Language Classification Working Group
Marianne Mithun
I appreciated the
paper by Gary Simons and Peter Constable, Language Identification and IT:
Addressing Problems of Linguistic Diversity on a Global Scale, and find that it
raises just the kinds of issues that had occurred to me.
Language codes
The Ethnologue system looks optimal to me.
It is based on the most common criterion for delimiting languages: mutual
intellgibility. We know that this is not a simple matter, but it is what we
have. Languages known by different names in different areas are nevertheless
represented by a single code. The system is exhaustive and expandable: there is
room for many more distinct languages, both living and gone, than we will ever
recognize, even if some codes are retired when alternate divisions are made. I
myself appreciate the mnemonic character of most of the existing Ethnologue
codes. We all realize that not all codes can be perfectly mnemonic, simply
because the names of many languages sound alike and single languages are often
known by multiple names. What is the most mnemonic for one user may not be the
same as that for the next. But the principle of making the codes as mnemonic as
possible has considerable value. It is much like airport names: it is much
easier to learn and remember LAX for Los Angeles and SFO for San Francisco,
even if they are not perfect, than something like XQR and MBT. This
user-friendliness should lead to wider acceptance and result in fewer mistakes.
Considerable work has
already gone into establishing the Ethnolgue
codes. It would be silly for others to try to do it all over again. The team
responsible consists of good linguists dedicated to representing current
thinking among specialists. Furthermore, this team is in place to maintain the
system, continually updating it as more is known.

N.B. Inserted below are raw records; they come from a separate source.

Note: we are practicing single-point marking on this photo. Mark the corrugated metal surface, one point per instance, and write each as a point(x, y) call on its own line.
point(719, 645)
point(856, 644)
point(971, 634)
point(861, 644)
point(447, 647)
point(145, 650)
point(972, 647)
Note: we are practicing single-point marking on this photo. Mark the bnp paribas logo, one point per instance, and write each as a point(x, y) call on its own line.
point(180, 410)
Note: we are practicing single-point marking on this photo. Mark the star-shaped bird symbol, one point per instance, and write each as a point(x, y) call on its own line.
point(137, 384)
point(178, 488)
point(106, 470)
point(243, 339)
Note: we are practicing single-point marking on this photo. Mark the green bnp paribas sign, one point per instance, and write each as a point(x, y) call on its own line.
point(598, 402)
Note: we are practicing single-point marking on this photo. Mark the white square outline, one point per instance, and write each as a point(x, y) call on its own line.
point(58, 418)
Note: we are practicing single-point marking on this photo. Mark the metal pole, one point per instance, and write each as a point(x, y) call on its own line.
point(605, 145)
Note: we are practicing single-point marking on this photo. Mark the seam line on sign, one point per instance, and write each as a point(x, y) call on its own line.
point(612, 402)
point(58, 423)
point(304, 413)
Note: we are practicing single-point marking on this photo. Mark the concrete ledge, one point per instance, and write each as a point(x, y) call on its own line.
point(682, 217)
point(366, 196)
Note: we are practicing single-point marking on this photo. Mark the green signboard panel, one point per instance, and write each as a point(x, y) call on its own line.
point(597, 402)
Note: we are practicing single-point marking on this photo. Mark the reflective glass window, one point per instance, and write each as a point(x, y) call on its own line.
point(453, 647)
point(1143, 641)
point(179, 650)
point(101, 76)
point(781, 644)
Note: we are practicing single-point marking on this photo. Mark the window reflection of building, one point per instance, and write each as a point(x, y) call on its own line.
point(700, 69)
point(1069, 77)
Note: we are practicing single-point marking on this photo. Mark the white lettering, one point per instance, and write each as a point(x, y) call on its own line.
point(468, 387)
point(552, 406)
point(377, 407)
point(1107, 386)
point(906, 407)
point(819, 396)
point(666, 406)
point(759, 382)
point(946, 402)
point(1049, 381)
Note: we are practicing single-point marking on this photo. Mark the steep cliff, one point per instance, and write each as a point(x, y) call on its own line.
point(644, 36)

Coding schemes for language
classification
The kind of genetic
information associated with languages in the Ethnologue lists, that is, family and subgroups, as well as
alternate names, I find optimal and necessary. It would be a mistake to include
this as part of the language code itself, of course, because any change in
subgrouping would necessitate a change in language code. I was at first
intrigued by the LINGUIST coding scheme: it is good to see the hierarchical
information and layering, and important to be able to pull together information
from subgroups. I see two problems. I worry that the complete arbitrariness of
the alphabetic labels beyond the family (ATAACAB) will keep them from being
used and will result in errors of interpretation. A more serious problem is the
principle of naming the subgroups alphabetically. Every time a new subgroup is
recognized, the subgrouping codes for all languages not only in the new
subgroups but also for all of those in subgroups whose names occur later in the
alphabet will have to be altered.
Additional information
The locales in which
languages are spoken, and the estimated numbers of speakers furnished in the The Ethnologue is important and should
be accessible. This would be sufficient information for those interested in
areal traits, without introducing and forcing premature conclusions about areal
influences. I myself think that classifying languages by typological
similarities at this stage in our knowledge would be a serious mistake. Most
typologies currently oversimplify grossly (verb-initial or verb-final, head- or
dependent-marking, nominative/accusative or ergative/absolutive, pro-drop ...),
and such a specification would set those oversimplifications in stone.